Fondsauszahlplan: Bei dieser Form kaufen Anleger Fondsanteile. Durch regelmäßige Verkäufe erzielen sie dann eine Zusatzrente. Bei dieser Variante müssen sich Anleger aktiv kümmern. Fondsauszahlpläne bergen allerdings Risiken. Gehen die Kurse nach unten, dann steht der Anleger vor der Entscheidung, ob er Auszahlungen zumindest zeitweise reduziert oder sogar ganz einstellt. Umgekehrt kann sich der Anleger bei einer positiven Entwicklung höhere Auszahlungen bewilligen. Oder das Geld reicht eben länger.

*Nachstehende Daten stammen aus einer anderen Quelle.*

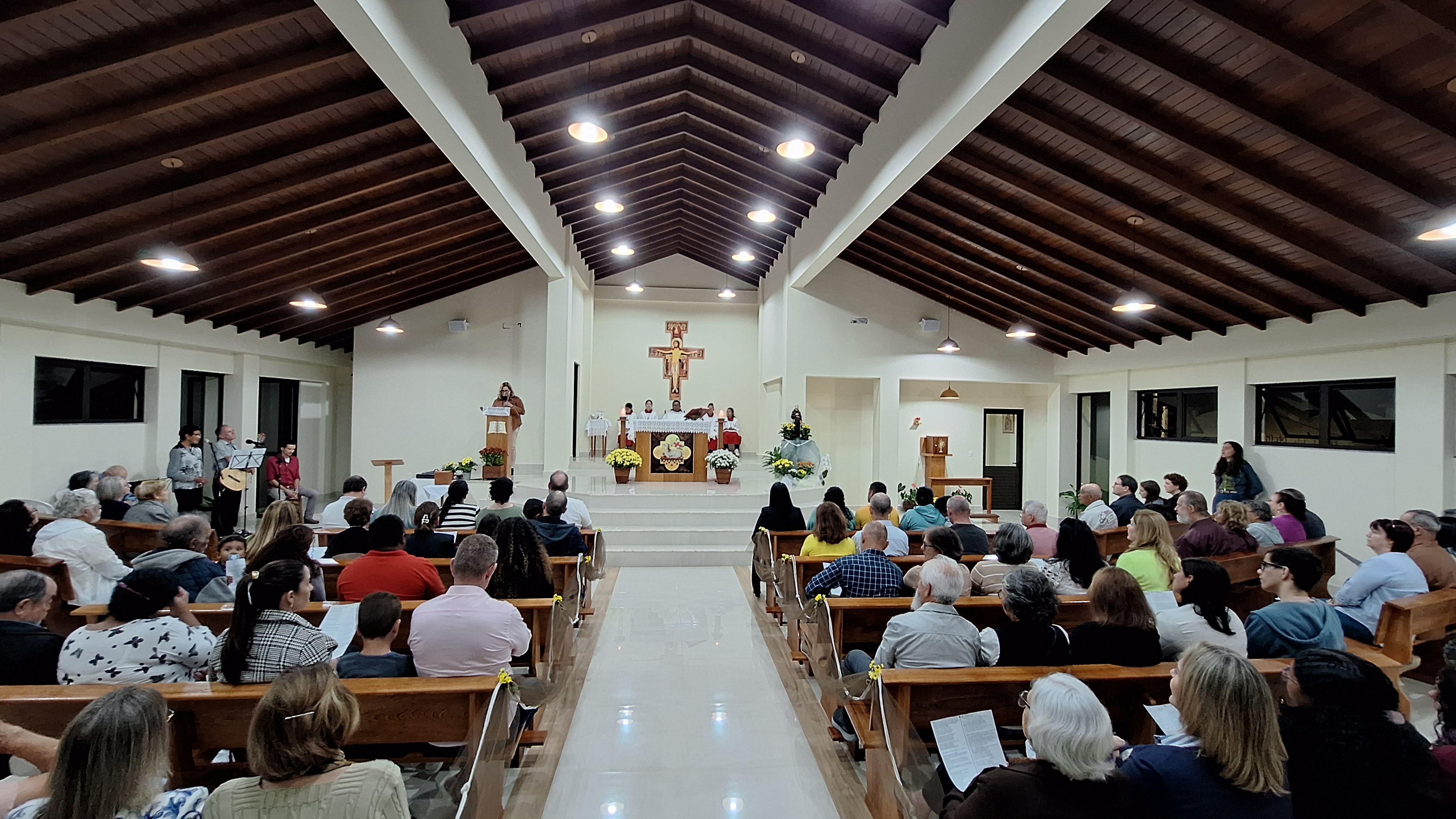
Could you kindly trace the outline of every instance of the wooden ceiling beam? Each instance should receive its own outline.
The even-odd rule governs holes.
[[[140,34],[135,31],[121,32],[84,48],[48,54],[31,63],[12,64],[9,73],[0,76],[0,98],[102,74],[186,45],[246,34],[293,19],[313,7],[310,0],[274,0],[232,15],[207,13]]]
[[[1076,163],[1064,162],[1056,156],[1051,156],[1050,152],[1042,150],[1040,146],[1029,144],[1019,134],[1002,128],[1000,125],[983,124],[980,128],[976,130],[971,138],[986,143],[993,149],[1008,150],[1019,156],[1024,156],[1031,162],[1035,162],[1037,165],[1045,168],[1047,171],[1059,173],[1063,178],[1077,185],[1082,185],[1083,188],[1092,191],[1095,195],[1102,197],[1109,211],[1114,208],[1121,208],[1123,211],[1125,211],[1125,214],[1121,216],[1121,219],[1118,219],[1118,216],[1114,213],[1109,211],[1099,213],[1098,210],[1080,204],[1080,201],[1077,200],[1073,200],[1070,197],[1061,197],[1061,207],[1070,208],[1085,222],[1091,222],[1092,224],[1095,224],[1102,230],[1117,233],[1118,236],[1130,242],[1137,242],[1139,246],[1146,246],[1149,251],[1158,254],[1163,259],[1175,265],[1179,265],[1194,273],[1195,275],[1203,275],[1204,278],[1208,278],[1217,284],[1227,287],[1235,293],[1236,297],[1248,296],[1252,299],[1258,299],[1259,302],[1264,302],[1267,306],[1284,313],[1286,316],[1296,318],[1305,324],[1309,324],[1312,321],[1313,309],[1309,305],[1296,302],[1289,294],[1275,293],[1274,290],[1270,290],[1259,281],[1254,278],[1246,278],[1245,274],[1241,274],[1241,271],[1236,270],[1226,271],[1223,268],[1223,264],[1219,261],[1204,259],[1184,251],[1178,245],[1168,242],[1165,238],[1153,233],[1150,229],[1153,226],[1150,224],[1144,223],[1139,229],[1134,229],[1127,223],[1127,217],[1134,214],[1171,216],[1165,214],[1162,208],[1143,207],[1146,205],[1146,203],[1127,204],[1121,201],[1115,192],[1109,192],[1108,188],[1111,185],[1093,176],[1085,168],[1079,168]],[[967,143],[968,141],[971,140],[967,140]],[[967,143],[961,143],[961,146],[957,150],[964,152]],[[977,154],[962,153],[961,156],[978,156],[978,153]],[[999,160],[989,156],[984,157],[984,162],[999,165]],[[1013,172],[1009,168],[999,168],[994,172],[994,175],[999,179],[1003,179],[1008,173],[1019,173],[1019,172],[1021,172],[1019,169]],[[1045,188],[1037,187],[1034,195],[1041,197],[1042,194],[1054,195]],[[1187,220],[1182,219],[1159,217],[1159,222],[1168,227],[1178,230],[1184,236],[1201,242],[1203,245],[1211,248],[1217,254],[1229,256],[1235,262],[1245,265],[1254,274],[1264,274],[1273,278],[1281,278],[1284,281],[1289,281],[1289,278],[1284,278],[1284,275],[1281,275],[1283,273],[1281,268],[1284,268],[1286,265],[1275,267],[1268,262],[1259,264],[1259,261],[1254,258],[1254,254],[1230,245],[1227,238],[1219,236],[1213,230],[1204,229],[1198,224],[1188,224]],[[1319,296],[1318,293],[1310,293],[1310,294],[1321,299],[1324,297]]]
[[[1093,152],[1101,153],[1108,159],[1112,159],[1114,162],[1120,162],[1121,165],[1131,168],[1133,171],[1142,173],[1143,176],[1149,176],[1160,182],[1162,185],[1168,187],[1169,189],[1172,189],[1175,194],[1178,194],[1185,200],[1195,201],[1206,207],[1219,210],[1223,214],[1248,224],[1249,227],[1254,227],[1262,233],[1267,233],[1278,239],[1280,242],[1284,242],[1286,245],[1290,245],[1291,248],[1318,259],[1322,265],[1328,267],[1334,273],[1341,273],[1357,278],[1360,277],[1358,274],[1341,267],[1338,262],[1328,258],[1334,255],[1329,254],[1328,243],[1319,242],[1315,236],[1300,235],[1296,227],[1289,226],[1278,219],[1255,217],[1243,207],[1243,204],[1238,200],[1238,197],[1226,194],[1217,188],[1191,184],[1187,175],[1175,173],[1174,171],[1165,169],[1160,165],[1158,165],[1153,157],[1143,157],[1142,154],[1137,154],[1130,149],[1125,149],[1111,140],[1096,136],[1082,128],[1080,125],[1070,122],[1057,114],[1053,114],[1051,111],[1042,108],[1041,105],[1031,102],[1029,99],[1024,98],[1024,95],[1021,95],[1019,92],[1013,93],[1002,105],[1008,111],[1013,111],[1021,117],[1025,117],[1026,119],[1035,122],[1041,128],[1045,128],[1048,131],[1061,136],[1063,138],[1089,147]],[[1136,185],[1125,185],[1125,189],[1140,191],[1142,188],[1137,188]],[[1166,205],[1147,205],[1146,203],[1142,204],[1143,207],[1163,211],[1169,217],[1175,213],[1172,208]],[[1159,219],[1163,217],[1160,216]],[[1305,289],[1309,293],[1315,293],[1324,299],[1329,299],[1331,302],[1335,302],[1342,309],[1357,316],[1364,315],[1364,302],[1360,299],[1358,294],[1351,293],[1332,283],[1319,281],[1307,271],[1297,271],[1294,268],[1287,268],[1287,267],[1286,271],[1289,274],[1287,280],[1290,283]],[[1399,297],[1399,293],[1392,291],[1390,294]]]
[[[1326,219],[1335,224],[1344,226],[1348,230],[1369,236],[1372,240],[1382,243],[1395,255],[1408,259],[1415,267],[1420,267],[1427,274],[1440,275],[1443,278],[1456,277],[1456,273],[1452,273],[1437,264],[1433,264],[1431,261],[1427,261],[1421,255],[1414,254],[1406,246],[1411,243],[1411,230],[1399,223],[1392,223],[1392,220],[1383,213],[1357,213],[1356,208],[1340,203],[1337,195],[1332,195],[1328,189],[1316,189],[1306,181],[1291,178],[1277,163],[1249,160],[1243,156],[1243,146],[1224,147],[1216,140],[1208,140],[1194,134],[1174,117],[1159,111],[1156,105],[1136,96],[1130,90],[1117,87],[1101,77],[1089,76],[1080,67],[1072,67],[1069,70],[1066,61],[1061,58],[1054,57],[1042,66],[1038,73],[1096,101],[1099,105],[1105,105],[1118,114],[1123,114],[1128,119],[1153,133],[1178,141],[1203,160],[1226,168],[1239,176],[1280,194],[1286,200],[1306,208],[1313,216]],[[1321,204],[1315,204],[1316,200]],[[1421,252],[1427,251],[1421,249]],[[1370,265],[1373,264],[1373,259],[1366,259],[1364,264]],[[1396,284],[1392,283],[1390,289],[1395,290],[1395,287]],[[1401,297],[1415,303],[1417,306],[1425,306],[1424,291],[1405,287],[1405,290],[1401,291]]]
[[[67,117],[50,125],[29,127],[17,134],[0,140],[0,156],[17,154],[41,147],[64,143],[98,131],[121,127],[134,119],[159,117],[169,111],[198,105],[218,96],[237,93],[259,85],[274,82],[290,74],[332,66],[347,60],[357,60],[358,55],[347,41],[336,39],[298,54],[290,54],[277,60],[250,66],[234,71],[227,71],[215,77],[188,82],[178,90],[154,96],[143,96],[130,102],[102,108],[89,114]]]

„Der Nachteil eines Fondsauszahlplan ist, dass es keine Garantien und keine lebenslangen Leistungen gibt“, betont Morgenstern. Auch bei einer Leibrente gibt es Risiken. So können Überschüsse geringer ausfallen als erwartet oder gegebenenfalls sogar ganz entfallen. Dann besteht die Leibrente nur aus dem garantierten Teil. Vor dem Abschluss sollten Verbraucher sich vergewissern, dass im Fall des Insolvenz des Anbieters die Absicherung der Protektor Lebensversicherungs AG gelte, sagt Scherfling.

Angebote mischen: Wer sich nicht für eine Variante entscheiden möchte, kann eine Leibrente auch mit verschiedenen Auszahlplänen kombinieren. Anleger sollten vor allem auf die Kosten des jeweiligen Produkts achten, rät Klaus Morgenstern. „Je weniger Kosten in einem Produkt stecken, desto höher fällt der Ertrag aus.“

Bei einer Leibrente entstehen in der Regel mindestens Abschluss- und Verwaltungskosten. Bei einem Fondsauszahlplan kommen neben Verwaltungskosten in der Regel ein Ausgabeaufschlag oder Ordergebühren auf den Anleger zu. Selbst bei einem simplen Banksparplan entstehen Kosten, auch wenn diese bei Sparkonten gar nicht ausgewiesen werden. „In diesem Fall stecken sie in der Zinshöhe“, erklärt Morgenstern.

Auch Rentner müssen auf ihre Einkünfte Steuern zahlen. Wer eine private Rentenversicherung abschließt, muss den sogenannten Ertragsanteil versteuern. Bei Auszahlplänen gilt grundsätzlich die Abgeltungssteuer. „Das heißt, auf Zinsen, Dividenden und Kursgewinne fallen 25 Prozent zuzüglich Kirchensteuer und Solidaritätszuschlag an“, erläutert Scherfling.